The way we show up, the way we listen – that’s friendship
Julianne Moore
Even though The Room Next Door is Almodóvar’s first English language feature, it still has all the stylistic and poetic qualities of the director’s previous work. There’s a high bar for style, for colour, for musicality and even the English used in the film isn’t vernacular – some of the language is almost like poetry. The orchestral score and rich blocks of colour in the fashion, make-up and design give the film a fairytale-like feel to the cinematography.
“Almodóvar has a visual sensibility to what he does, but it’s also rooted in deeply felt emotion. So, there’s an interesting space between the unreality of what you’re seeing and the deep reality of what you’re feeling. And that’s Pedro’s style and what makes his work so arresting and incredibly emotional,” Moore says. “You’re walloped by feeling by the time you get to the end of the story.”
Credit: Warner Bros
Interestingly, Moore also shares that this is a film about people talking. Martha is someone who really needs to talk and needs someone who can be the vessel for it, and Ingrid is able to take that on for her friend. But what Ingrid also does is take her conversations with Martha and talk about them with her former lover, Damien, and also to Martha’s daughter, Michelle. “It’s bearing witness to someone as a person but it’s also a transference of thoughts and feelings to the people that Martha really wants to be able to communicate to, and I found that utterly compelling.”

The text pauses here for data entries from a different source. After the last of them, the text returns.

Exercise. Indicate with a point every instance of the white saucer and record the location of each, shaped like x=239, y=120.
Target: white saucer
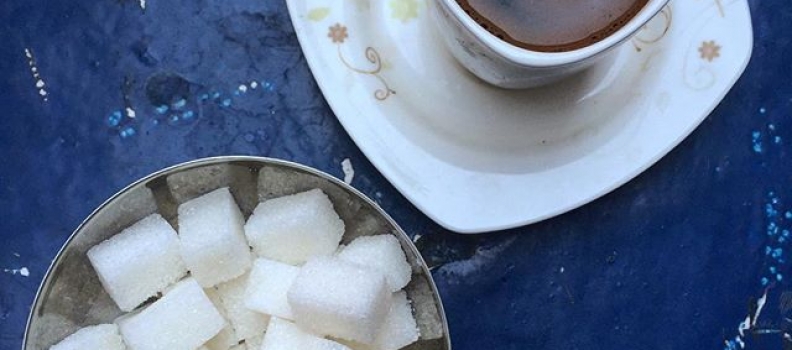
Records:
x=476, y=158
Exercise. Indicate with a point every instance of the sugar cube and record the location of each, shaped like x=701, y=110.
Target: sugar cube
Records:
x=183, y=319
x=295, y=228
x=138, y=262
x=211, y=237
x=284, y=335
x=255, y=342
x=245, y=322
x=341, y=299
x=381, y=252
x=226, y=338
x=399, y=329
x=267, y=287
x=103, y=336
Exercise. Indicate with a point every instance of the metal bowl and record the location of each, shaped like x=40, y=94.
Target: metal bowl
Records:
x=71, y=296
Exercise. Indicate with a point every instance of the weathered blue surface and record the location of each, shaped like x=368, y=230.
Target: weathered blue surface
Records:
x=675, y=259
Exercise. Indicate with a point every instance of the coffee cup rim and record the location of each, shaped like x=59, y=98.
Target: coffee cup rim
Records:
x=525, y=57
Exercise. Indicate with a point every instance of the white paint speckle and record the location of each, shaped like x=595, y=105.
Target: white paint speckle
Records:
x=744, y=326
x=23, y=271
x=349, y=171
x=462, y=269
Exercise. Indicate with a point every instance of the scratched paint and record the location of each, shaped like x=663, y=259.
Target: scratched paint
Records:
x=40, y=85
x=349, y=171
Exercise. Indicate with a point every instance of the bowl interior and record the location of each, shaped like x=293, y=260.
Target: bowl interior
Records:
x=71, y=296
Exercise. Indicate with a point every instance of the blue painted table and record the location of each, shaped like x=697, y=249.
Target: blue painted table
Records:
x=95, y=94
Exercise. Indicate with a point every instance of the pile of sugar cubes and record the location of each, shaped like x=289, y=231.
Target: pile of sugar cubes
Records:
x=278, y=281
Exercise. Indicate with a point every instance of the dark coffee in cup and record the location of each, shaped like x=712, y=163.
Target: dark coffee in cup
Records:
x=552, y=25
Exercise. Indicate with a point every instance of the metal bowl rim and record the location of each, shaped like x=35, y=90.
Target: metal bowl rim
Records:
x=229, y=159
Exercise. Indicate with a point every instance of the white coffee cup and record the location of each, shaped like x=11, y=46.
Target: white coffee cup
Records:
x=505, y=65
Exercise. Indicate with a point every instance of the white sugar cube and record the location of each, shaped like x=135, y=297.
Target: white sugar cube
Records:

The Room Next Door isn’t simply a film about illness or death; it explores several forms of grief and how these losses shape us all as people. It’s a story of being alive, being human and making mistakes. Moore remembers a line her character says to Martha – and later on, Michelle – that illustrates this humanity perfectly. “Don’t be so hard on yourself. I love that line and that it ties Martha and Michelle together. Because sometimes, you need to hear that, What you’re experiencing and feeling is really OK. Don’t be so hard on yourself.”